BUFFALO, N.Y. (WKBW) — Two more bills in the way of statewide law enforcement reform passed by both the state Senate and state Assembly Wednesday.
The first creates an office of special investigation for any civilian deaths while in police custody.
The second creates a law enforcement misconduct investigative office.
Republican Senator Patrick Gallivan who voted against the creation of both offices—like most of his republican colleagues— said that kind of oversight already exists and he believes they will be a duplication of services. He also opposed them because both will fall under the umbrella of the state attorney general.
“I think the consolidation of power under one state official is just too much,” he said via phone to 7 Eyewitness News Reporter Ali Touhey.
The two offices are the final pieces of a major 10 bill police reform package passed by state legislators in the last 48 hours.
The votes for all 10 measures were largely along party lines.
Other reforms included body cameras for New York state troopers and the repeal of 50-a of the New York State Civil Rights law which unseals law enforcement disciplinary records.

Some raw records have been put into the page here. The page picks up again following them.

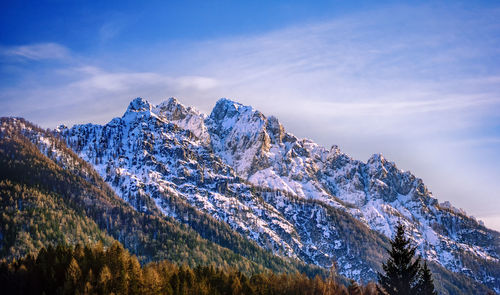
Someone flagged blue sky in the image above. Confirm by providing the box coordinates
[0,1,500,230]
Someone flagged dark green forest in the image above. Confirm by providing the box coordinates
[0,118,496,294]
[0,241,376,295]
[0,118,325,276]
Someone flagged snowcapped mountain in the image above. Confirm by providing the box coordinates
[57,98,500,292]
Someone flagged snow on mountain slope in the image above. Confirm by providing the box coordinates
[59,98,500,288]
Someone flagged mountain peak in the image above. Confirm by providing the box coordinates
[125,97,153,113]
[210,98,253,121]
[156,97,188,121]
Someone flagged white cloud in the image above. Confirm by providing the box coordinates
[0,7,500,231]
[0,43,70,60]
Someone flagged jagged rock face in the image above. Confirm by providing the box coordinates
[59,98,500,290]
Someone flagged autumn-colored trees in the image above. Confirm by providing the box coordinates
[0,241,375,295]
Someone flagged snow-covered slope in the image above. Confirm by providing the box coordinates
[58,98,500,291]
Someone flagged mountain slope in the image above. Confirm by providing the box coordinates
[57,98,500,291]
[0,118,321,274]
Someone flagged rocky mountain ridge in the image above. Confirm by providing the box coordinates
[57,98,500,292]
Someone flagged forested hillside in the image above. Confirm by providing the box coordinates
[0,118,325,275]
[0,241,376,295]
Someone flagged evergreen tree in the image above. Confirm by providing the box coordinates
[419,261,437,295]
[377,223,420,295]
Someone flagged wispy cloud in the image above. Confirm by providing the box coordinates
[0,6,500,228]
[0,43,71,61]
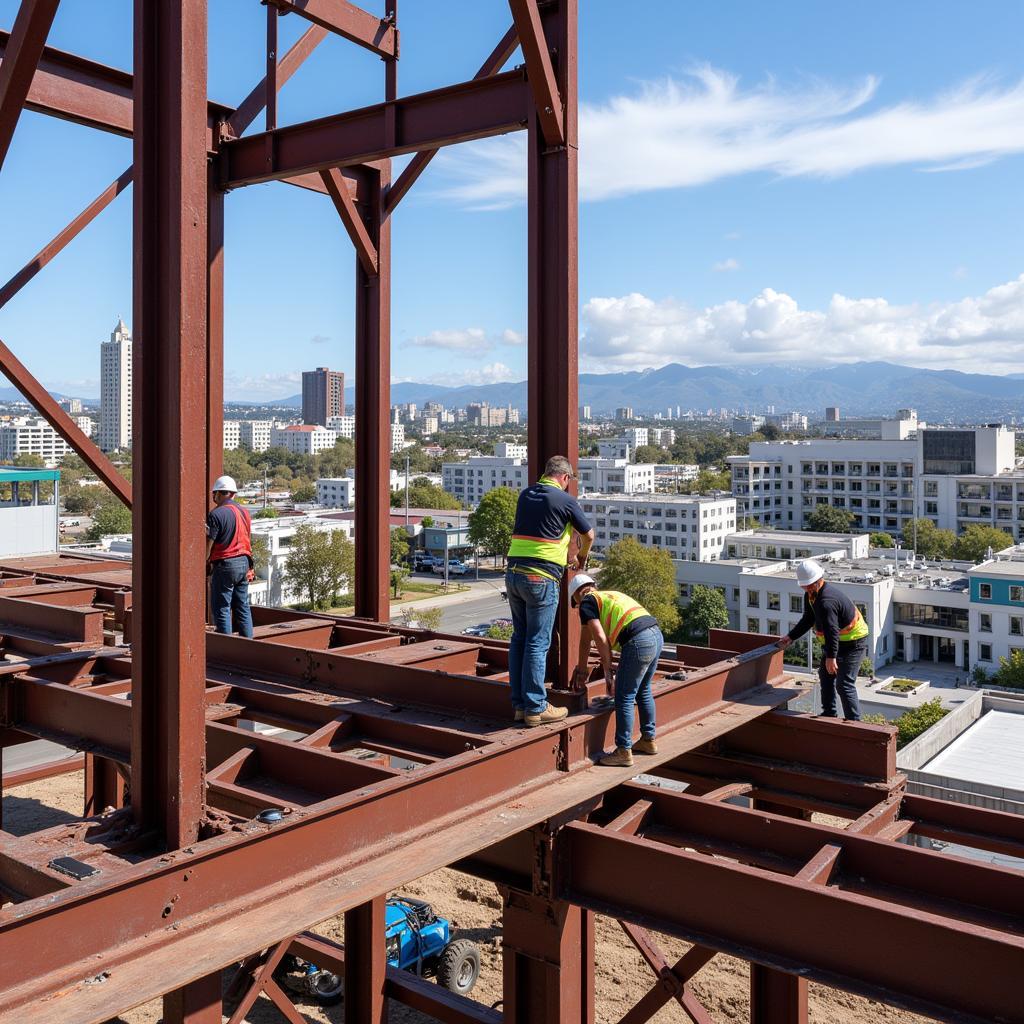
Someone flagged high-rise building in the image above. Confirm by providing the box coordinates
[302,367,345,427]
[99,317,131,452]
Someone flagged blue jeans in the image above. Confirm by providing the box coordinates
[505,572,558,715]
[615,626,665,751]
[210,555,253,637]
[818,641,867,722]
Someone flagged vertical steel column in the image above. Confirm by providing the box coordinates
[131,0,207,849]
[355,161,391,623]
[345,896,387,1024]
[502,889,594,1024]
[527,0,580,687]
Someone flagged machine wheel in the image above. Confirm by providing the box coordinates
[437,939,480,995]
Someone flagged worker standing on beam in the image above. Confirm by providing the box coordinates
[505,455,594,728]
[206,476,256,637]
[778,558,868,722]
[569,572,665,768]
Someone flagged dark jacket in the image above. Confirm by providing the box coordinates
[788,584,862,657]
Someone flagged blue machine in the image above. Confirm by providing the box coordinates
[282,896,480,1006]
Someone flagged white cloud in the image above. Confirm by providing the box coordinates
[581,274,1024,373]
[441,66,1024,208]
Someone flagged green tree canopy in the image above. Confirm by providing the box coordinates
[807,505,853,534]
[469,487,519,557]
[285,523,355,610]
[952,526,1014,562]
[598,537,680,635]
[903,519,956,558]
[683,584,729,645]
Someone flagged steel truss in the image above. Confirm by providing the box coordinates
[0,6,1024,1024]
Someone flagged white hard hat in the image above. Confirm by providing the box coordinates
[569,572,597,604]
[797,558,825,587]
[211,476,239,495]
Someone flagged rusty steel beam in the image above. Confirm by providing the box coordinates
[526,0,580,689]
[509,0,566,145]
[0,0,59,169]
[0,333,132,508]
[354,162,391,623]
[384,25,519,216]
[219,72,531,188]
[131,0,208,849]
[267,0,398,59]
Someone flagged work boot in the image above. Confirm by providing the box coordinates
[597,746,633,768]
[522,705,569,729]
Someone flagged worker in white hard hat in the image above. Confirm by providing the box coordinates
[778,558,868,722]
[569,572,665,768]
[206,476,256,637]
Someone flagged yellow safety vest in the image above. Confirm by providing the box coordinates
[811,600,869,643]
[508,476,572,565]
[588,590,650,647]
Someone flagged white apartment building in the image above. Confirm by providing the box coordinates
[316,479,356,509]
[98,318,132,452]
[726,421,1024,539]
[270,423,338,455]
[224,420,242,452]
[579,458,654,495]
[0,416,72,466]
[580,493,736,562]
[441,454,530,505]
[327,416,355,440]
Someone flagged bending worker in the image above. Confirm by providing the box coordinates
[505,455,594,728]
[206,476,256,637]
[778,558,867,722]
[569,572,665,768]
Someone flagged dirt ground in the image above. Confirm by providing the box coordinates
[3,772,926,1024]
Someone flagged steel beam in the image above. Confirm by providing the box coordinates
[509,0,566,145]
[0,0,58,169]
[132,0,208,849]
[219,72,531,188]
[267,0,398,59]
[527,0,580,689]
[384,26,519,216]
[355,162,391,623]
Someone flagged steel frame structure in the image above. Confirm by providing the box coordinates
[0,6,1024,1024]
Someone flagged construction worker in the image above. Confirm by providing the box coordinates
[778,558,868,722]
[505,455,594,728]
[206,476,256,637]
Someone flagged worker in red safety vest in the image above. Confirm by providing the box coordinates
[206,476,256,637]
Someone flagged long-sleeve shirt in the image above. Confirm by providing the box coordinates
[788,584,857,657]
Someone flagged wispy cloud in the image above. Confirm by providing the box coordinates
[581,274,1024,373]
[442,66,1024,208]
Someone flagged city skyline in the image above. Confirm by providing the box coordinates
[0,0,1024,399]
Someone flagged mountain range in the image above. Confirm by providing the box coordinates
[235,362,1024,421]
[12,362,1024,422]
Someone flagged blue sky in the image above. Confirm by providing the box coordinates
[0,0,1024,398]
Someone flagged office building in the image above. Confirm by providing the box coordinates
[97,319,132,452]
[302,367,345,427]
[580,494,736,562]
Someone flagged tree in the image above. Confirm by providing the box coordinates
[952,526,1014,562]
[285,523,355,611]
[903,519,956,559]
[85,502,131,541]
[683,584,729,646]
[469,487,519,558]
[807,505,853,534]
[598,537,680,635]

Critics said it may lead to false accusations going public.
But. Assembly Majority Leader Crystal Peoples-Stokes believes it will boost transparency.
“There is not one of us as public servants who are not held accountable for how we perform at our jobs, and law enforcement should be, too. Or, we will continue to see the kind of abuses that we see,” she said.
The governor is expected to sign the legislation into law by week's end.